To have fewer inessential constants jumping around let us set $a=1, b=-1/2$ and write $A\approx B$ and $A\lesssim B$ to mean $C^{-1} A\le B\le C A$ and $A\le C B$ with some finite, positive absolute constant $C$, respectively, where $A,B$ are positive quantities.
So $Tf(x)=\mathcal{F}^{-1} ( \hat{f}(\xi) e^{-i\xi^2/2} )(x),$ where $\mathcal{F}^{-1}f(x)=\int e^{ix\xi} f(\xi) d\xi$ is the inverse Fourier transform.

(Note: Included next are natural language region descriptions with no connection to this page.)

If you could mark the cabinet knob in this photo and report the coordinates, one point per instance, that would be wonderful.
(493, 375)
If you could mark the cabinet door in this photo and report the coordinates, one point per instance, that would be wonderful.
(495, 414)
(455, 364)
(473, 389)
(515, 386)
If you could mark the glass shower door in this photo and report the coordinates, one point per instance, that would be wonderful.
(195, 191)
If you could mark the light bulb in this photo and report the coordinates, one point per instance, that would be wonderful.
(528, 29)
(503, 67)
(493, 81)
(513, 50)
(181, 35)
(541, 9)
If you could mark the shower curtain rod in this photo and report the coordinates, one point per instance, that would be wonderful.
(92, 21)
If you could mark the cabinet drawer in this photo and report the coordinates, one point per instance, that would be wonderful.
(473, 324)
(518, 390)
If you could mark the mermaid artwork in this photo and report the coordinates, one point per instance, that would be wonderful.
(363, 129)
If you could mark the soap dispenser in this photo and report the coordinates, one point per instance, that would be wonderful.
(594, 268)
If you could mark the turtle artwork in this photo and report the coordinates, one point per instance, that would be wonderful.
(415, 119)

To get a feeling for such inequalities it is good to plug in a rescaled bump function and then see how both sides of the inequality behave when the scaling is changed. Since $g$ is a Gaussian, it is natural to plug in rescaled Gaussian's for $f$. Let $\lambda>0$ and set
$$f(x)=e^{-(x/\lambda)^2/2}.$$
We have $\|f\|_q\approx \lambda^{1/q}$. We can compute $\hat{f}(\xi) = c \lambda e^{-(\lambda\xi)^2/2}$, where $c=\sqrt{2\pi}$. Then
$$ \hat{f}(\xi) e^{-i\xi^2/2} = c\lambda e^{-\frac{\xi^2}2 (\lambda^2+i)}$$
Using $\lambda^2+i=(e^{\frac12 \log(\lambda^2+i)})^2$ go ahead and compute
$$ |\mathcal{F}^{-1}( \hat{f}(\xi)e^{-i\xi^2/2} )(x)| \approx \lambda |\lambda^2+i|^{-1/2} e^{-\frac{x^2}2 \text{Re}\Big(\frac1{\lambda^2+i}\Big)}=\lambda (\lambda^4+1)^{-1/4} e^{-\frac{x^2}2 \frac{\lambda^2}{\lambda^4+1}}$$
Thus,
$$ \|Tf\|_p \approx \lambda (\lambda^4+1)^{-1/4} \Big(\int e^{-\frac{x^2}2 \frac{p\lambda^2}{\lambda^4+1}} dx\Big)^{1/p} \approx \lambda^{1-\frac1p} (\lambda^4+1)^{\frac1{2p}-\frac14} $$
If we want $\|Tf\|_p\lesssim \|f\|_q$ to hold, then it is necessary that $$\lambda^{1-\frac1p-\frac1q} (\lambda^4+1)^{\frac1{2p}-\frac14}\lesssim 1$$ for all $\lambda>0$. But then we need to have $p=q=2$ (check it).
Note that $\|Tf\|_2\lesssim \|f\|_2$ really holds by Plancherel's theorem.